Coup de projecteur sur « Lingui, les liens sacrés », une ode au choix des femmes

Le dernier film de Mahamat Saleh Haroun, passé par le Festival de Cannes en 2021, nous plonge dans le quotidien de femmes, dans les faubourgs de N’djaména au Tchad, où le patriarcat religieux règne au-dessus de tout.

Regard vers l’horizon, une mère héroïne © Pili Films -Mathieu-Giombini- Ad Vitam

Lingui, les liens sacrés, c’est le portrait d’une femme et de sa fille, qui malencontreusement tombe enceinte. Mais la jeune fille, à peine âgée de quinze ans, décide de pas garder l’enfant. Le secret qui lie ces deux femmes les met au péril d’une vie dangereuse, où leurs choix seront décisifs. Dans une grande sobriété, le cinéaste installe un contexte modeste dans un quartier très religieux, où une mère fabrique des paniers à partir des câbles de gros pneus. En parallèle, son enfant étudie dans la prestigieuse école de filles. C’est ici que tout s’installe. Mais tout bascule, jusqu’à l’annonce fatidique. Très rapidement, Haroun nous amène au vif du sujet : le long cheminement de femmes, mère et fille, faisant le choix de l’avortement. Une décision qui évidemment va en contradiction totale avec la loi du pays et les mœurs religieuses. Commence alors une forme de course contre la montre.

Le cinéma de sobriété

Mahamat-Saleh Haroun est un cinéaste croyant, en phase avec son époque. On ne peut que remarquer qu’il porte un regard sur le monde, vu la délicatesse qu’il a à exploiter certain de ses sujets très actuels. Ce n’est d’ailleurs pas pour rien qu’il est régulièrement sélectionné au festival de Cannes, dans la compétition officielle. Il est un des dignes représentants des récits de l’Afrique d’aujourd’hui. Il est aussi un des rares cinéastes africains, à conserver un style très sobre, un découpage peu clivant, des plans fixes longs, mais dynamisé par l’action des personnages. Il n’est pas dans le démonstratif. Il raconte des histoires de son temps, avec une certaine mesure. L’ensemble de son œuvre est assez admirable. C’est un peu comme si à chaque film, il faisait le premier.

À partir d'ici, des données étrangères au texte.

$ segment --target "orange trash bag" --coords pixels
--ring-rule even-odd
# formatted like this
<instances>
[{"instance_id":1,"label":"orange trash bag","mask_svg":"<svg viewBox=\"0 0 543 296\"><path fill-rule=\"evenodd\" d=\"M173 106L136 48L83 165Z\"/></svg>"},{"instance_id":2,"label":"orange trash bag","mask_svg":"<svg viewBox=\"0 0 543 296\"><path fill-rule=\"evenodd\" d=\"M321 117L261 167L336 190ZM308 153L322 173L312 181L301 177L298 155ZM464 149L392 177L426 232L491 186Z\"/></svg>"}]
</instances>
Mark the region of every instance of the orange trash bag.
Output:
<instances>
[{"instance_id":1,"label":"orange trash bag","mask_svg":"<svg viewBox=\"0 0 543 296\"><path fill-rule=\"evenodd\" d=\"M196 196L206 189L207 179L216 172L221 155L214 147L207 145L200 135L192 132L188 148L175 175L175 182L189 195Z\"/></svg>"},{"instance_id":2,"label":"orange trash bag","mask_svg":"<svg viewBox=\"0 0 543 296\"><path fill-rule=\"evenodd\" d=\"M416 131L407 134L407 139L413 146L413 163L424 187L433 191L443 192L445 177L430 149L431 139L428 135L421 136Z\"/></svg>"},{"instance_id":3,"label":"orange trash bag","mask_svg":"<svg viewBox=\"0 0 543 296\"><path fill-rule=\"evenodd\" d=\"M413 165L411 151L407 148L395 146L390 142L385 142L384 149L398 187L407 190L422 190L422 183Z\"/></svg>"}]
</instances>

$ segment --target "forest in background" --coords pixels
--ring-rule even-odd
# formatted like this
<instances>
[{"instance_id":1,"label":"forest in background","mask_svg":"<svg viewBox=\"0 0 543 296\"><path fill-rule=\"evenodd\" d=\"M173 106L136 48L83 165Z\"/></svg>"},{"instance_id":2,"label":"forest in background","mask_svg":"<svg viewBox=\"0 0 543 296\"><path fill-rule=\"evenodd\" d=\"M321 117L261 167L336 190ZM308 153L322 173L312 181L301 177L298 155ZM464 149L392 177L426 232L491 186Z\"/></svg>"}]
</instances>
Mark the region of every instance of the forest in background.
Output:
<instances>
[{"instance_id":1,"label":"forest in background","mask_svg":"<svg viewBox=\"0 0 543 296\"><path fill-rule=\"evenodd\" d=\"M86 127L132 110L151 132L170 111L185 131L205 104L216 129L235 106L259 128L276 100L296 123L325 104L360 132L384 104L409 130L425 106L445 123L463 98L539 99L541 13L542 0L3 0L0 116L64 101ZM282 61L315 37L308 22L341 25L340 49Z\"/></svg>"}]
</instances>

Mère et fille, duo de force © Pili Films -Mathieu-Giombini- Ad Vitam

Lingui, les liens sacrés, propose malgré tout, une esthétique un peu plus léchée que son précédent film. Cela se remarque par le travail naturel de la lumière solaire, le choix de certains cadres, mais aussi la manière dont il utilise l’environnement avec une certaine hostilité. C’est fascinant d’observer une telle maîtrise. Surtout dans un film comme celui-ci, qui nous tient en haleine. Le cinéaste sait tenir en tension à travers sa mise en scène et son montage. Il fait le choix de la simplicité et du concret. En à peine 1h25 de film, Haroun nous raconte une histoire qui raisonne avec l’actualité. Il faut voir avec ce film comme un message essentiel au combat que mènent les femmes dans le monde, pour leurs corps et leurs choix. Un film ne peut pas faire tout changer, comme aime à le dire Haroun. Mais s’il peut amener à participer à une réflexion plus forte, cela sera déjà beaucoup. Sans même prendre en compte le discours de son créateur, Lingui, les liens sacrés, convainc par les choix narratifs qu’il entreprend et le cheminement personnel qu’il peut éveiller chez chacun d’entre nous. Le film devrait être rediffusé prochainement dans notre salle du Pôle culturel de Chirongui. Mais pour les plus curieux, il est disponible en streaming avec l’abonnement Canal + et en vidéo à la demande sur Universciné, Orange, Arte, et Canal VOD.